When I get off my Tube train, there is usually two train-fulls of commuters shuffling to get on the escalator. I immediately migrate to the left of the crowd to get into the climbing lane. This is an imaginary lane — it’s not until you get to the escalator that the climbing and standing lanes are defined.
It can be a teeny bit frustrating when I stand behind someone who turns out to be an escalator stander. It means either I haven’t moved far enough to the left or some stander has cheated by illegally using the faster climbing lane to get into prime position.
So every morning I play a game where I try to stand behind people who look like climbers. It’s trickier than it should be. Sometimes, perfectly healthy looking men in suits and flat shoes turn out to be lazy standers. Then you have women with dangerously high heels who turn out to be climbers. One trend that is clear, though, is the fatter the person, the more likely that they are standers.

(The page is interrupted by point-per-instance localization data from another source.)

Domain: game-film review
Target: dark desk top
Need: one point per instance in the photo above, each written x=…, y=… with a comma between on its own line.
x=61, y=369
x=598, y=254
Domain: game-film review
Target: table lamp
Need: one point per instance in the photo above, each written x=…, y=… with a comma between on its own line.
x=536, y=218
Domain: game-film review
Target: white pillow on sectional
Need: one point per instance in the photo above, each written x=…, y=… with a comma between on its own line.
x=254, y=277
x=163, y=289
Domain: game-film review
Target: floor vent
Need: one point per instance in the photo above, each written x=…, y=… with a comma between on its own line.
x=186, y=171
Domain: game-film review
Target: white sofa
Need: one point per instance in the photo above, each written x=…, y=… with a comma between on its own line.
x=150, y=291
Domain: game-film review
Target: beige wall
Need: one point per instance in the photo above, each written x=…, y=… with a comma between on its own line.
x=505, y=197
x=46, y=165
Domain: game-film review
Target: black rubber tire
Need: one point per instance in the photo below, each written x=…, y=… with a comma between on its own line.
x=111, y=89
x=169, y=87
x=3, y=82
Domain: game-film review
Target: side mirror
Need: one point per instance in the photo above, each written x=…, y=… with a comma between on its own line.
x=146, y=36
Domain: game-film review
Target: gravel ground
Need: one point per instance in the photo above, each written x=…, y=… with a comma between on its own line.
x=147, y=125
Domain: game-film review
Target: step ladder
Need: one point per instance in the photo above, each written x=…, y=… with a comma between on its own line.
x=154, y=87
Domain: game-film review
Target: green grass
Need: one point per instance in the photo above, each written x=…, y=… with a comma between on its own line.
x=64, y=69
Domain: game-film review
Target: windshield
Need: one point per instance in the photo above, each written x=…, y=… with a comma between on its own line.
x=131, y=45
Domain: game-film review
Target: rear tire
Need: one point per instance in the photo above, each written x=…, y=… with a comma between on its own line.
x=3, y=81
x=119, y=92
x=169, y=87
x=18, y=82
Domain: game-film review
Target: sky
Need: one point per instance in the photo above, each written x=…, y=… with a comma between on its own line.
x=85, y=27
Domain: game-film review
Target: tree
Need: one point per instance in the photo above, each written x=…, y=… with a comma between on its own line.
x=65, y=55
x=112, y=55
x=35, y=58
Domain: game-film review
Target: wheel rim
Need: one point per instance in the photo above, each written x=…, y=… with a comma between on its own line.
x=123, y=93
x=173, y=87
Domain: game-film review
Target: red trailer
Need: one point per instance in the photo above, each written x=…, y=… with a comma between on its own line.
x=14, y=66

This makes me think of positive (self-reinforcing) feedback loops.
Five floors is not a lot. It takes me about two minutes, which is about the same time as it takes to wait for a lift and stop at all the floors in between (which is what happens at rush hour). I’ve avoided taking the stairs because (I know this sounds weird) I felt embarrassed walking past the crowd waiting for the lift. I felt especially embarrassed if someone in that crowd knows I work on the fifth floor because they, too, work on the fifth floor. In that context, being a shown to be a stair climber seems self-righteous and snobbish.
So now I breeze past the lift crowd, (a) avoiding eye contact with anyone I might know, and (b) pretending I only need to go to the first floor.
(If someone gets in the lift on the ground floor and gets off on the first floor, I have nothing but ridicule for them. Unless they have a disability, like a limp.)
The main reason I climb stairs and escalators is to build up my chocolate consumption credit. Also, as someone told Damjan, who told me, there will come a time in my life when I physically don’t have the option to climb stairs (and, of course, climbing stairs now can delay that future deterioration of my body).
*I stand on escalators when I’m with someone else and I want to continue a conversation and in case they don’t want to climb.